Are the Lakers and LeBron headed for a breakup?
When teams fail to meet expectations, change is always around the corner, and the Lakers are no strangers to mid-season roster reconstruction. Just last season, the Lakers were 25-31 before they swung a deadline day trade that turned Russell Westbrook into Jarred Vanderbilt, D’Angelo Russell, and Malik Beasley. The overhaul saved their season, as they sprinted to an 18-8 finish and captured the seventh seed in the West through the play-in.
While the Lakers’ mid-season makeover paid dividends right away, the tenor this season is different. Instead of rumors of reinforcements, which there are quite a few, these Lakers have also had to deal with rumors of a James trade.
James has unequivocally had the greatest career in NBA history, and since his debut in 2003-04, no team has ever considered trading him. Even in his 21st season, James is still a top-ten player in the league and has the juice to be the best player on a contender. So what are the ramifications should the Lakers decide to move one of the greatest players in the history of the sport?
Con No. 1 for the Lakers to consider trading LeBron James: Offensive ineptitude
While it’s true that LeBron James isn’t the singular offensive force he once was, he is still vital to the Lakers having a competent offense.

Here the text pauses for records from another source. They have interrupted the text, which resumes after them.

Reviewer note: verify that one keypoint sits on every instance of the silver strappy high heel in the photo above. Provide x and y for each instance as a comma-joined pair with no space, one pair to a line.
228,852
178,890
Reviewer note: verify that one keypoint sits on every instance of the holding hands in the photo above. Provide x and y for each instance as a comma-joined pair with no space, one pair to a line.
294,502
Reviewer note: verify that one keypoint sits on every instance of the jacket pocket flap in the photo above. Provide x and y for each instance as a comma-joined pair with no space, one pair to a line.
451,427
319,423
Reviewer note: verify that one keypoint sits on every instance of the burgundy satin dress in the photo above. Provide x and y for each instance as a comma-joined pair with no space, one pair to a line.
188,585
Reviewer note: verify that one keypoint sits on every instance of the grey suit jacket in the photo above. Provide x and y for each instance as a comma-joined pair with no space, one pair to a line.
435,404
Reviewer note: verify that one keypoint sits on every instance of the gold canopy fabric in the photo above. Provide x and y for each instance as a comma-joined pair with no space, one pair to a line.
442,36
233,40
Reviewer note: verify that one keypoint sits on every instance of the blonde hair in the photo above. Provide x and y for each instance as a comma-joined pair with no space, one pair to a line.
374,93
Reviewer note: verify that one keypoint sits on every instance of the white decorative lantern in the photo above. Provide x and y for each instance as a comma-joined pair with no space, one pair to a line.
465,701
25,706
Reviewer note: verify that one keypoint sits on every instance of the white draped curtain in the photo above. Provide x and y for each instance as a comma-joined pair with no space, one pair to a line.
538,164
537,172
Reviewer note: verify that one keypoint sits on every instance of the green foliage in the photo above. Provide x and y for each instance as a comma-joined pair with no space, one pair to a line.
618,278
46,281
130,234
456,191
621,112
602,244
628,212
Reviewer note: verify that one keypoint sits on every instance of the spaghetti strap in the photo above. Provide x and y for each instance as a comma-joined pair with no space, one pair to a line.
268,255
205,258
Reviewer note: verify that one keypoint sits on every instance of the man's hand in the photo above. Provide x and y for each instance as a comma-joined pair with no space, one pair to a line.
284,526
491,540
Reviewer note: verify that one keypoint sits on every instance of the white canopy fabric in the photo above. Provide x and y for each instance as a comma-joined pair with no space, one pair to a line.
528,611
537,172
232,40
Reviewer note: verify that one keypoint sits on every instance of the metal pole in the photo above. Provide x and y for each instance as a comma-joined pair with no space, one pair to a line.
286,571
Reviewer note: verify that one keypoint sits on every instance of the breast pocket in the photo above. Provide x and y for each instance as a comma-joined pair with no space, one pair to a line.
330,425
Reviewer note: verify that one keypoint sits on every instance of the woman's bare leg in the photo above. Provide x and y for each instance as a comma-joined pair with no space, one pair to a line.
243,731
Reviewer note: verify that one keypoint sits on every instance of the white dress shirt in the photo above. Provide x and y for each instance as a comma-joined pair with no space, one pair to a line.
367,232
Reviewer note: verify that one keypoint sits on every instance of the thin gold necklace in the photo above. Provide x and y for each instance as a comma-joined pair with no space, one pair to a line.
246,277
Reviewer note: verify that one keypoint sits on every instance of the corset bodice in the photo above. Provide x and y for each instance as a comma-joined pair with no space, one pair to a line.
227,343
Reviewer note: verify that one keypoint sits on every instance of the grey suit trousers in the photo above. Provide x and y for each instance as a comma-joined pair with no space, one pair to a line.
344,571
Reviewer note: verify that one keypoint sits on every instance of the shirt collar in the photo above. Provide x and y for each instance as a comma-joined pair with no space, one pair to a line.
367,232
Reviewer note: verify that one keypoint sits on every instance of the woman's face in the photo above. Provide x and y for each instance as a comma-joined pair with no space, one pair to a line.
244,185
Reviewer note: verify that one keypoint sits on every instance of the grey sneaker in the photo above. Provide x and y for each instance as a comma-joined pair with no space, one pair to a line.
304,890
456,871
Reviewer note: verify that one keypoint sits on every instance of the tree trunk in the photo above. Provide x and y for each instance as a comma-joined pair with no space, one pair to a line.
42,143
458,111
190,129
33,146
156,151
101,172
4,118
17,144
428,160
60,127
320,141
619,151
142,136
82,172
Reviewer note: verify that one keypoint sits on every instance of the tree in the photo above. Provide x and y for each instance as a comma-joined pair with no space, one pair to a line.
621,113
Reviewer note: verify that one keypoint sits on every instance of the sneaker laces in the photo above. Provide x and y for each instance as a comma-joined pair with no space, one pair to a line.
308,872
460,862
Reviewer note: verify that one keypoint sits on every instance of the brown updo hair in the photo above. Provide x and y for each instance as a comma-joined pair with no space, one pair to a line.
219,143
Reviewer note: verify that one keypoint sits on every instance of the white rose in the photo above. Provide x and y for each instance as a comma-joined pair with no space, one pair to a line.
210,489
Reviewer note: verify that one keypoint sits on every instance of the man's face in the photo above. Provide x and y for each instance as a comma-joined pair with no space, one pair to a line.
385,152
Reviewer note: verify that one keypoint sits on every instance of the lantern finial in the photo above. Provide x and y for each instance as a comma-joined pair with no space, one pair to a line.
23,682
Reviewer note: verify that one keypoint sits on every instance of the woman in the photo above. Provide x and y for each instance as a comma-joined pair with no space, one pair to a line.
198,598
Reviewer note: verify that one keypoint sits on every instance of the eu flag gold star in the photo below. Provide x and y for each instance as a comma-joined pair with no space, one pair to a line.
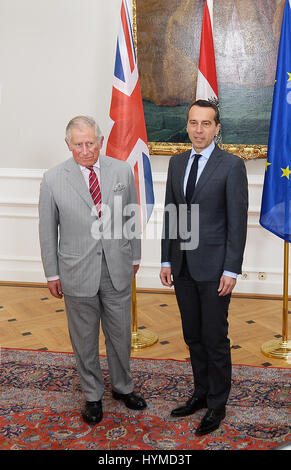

The Lakers’ offensive rating of 114.1 is 20th in the NBA, but without James, they are a bottom-five unit.
With James on the court, the Lakers have an offensive rating of 117.2, a figure that would rank 15th in the league and above the league average of 115.9, but when he sits, it craters to 110.9. The ramifications of moving James would take a bad offense and make them putrid.
The Lakers are allowed to take a step back if they see fit, but the on-court product would take a massive hit without James. Part of the appeal of the Lakers is they’re in the entertainment capital of the world, but that also means their local competition for attention is far fiercer. As much as some people bemoan how offensive-leaning the NBA has become, for the casual fan, offensive efficiency is a whole lot more entertaining than a mid-2000s rock fight.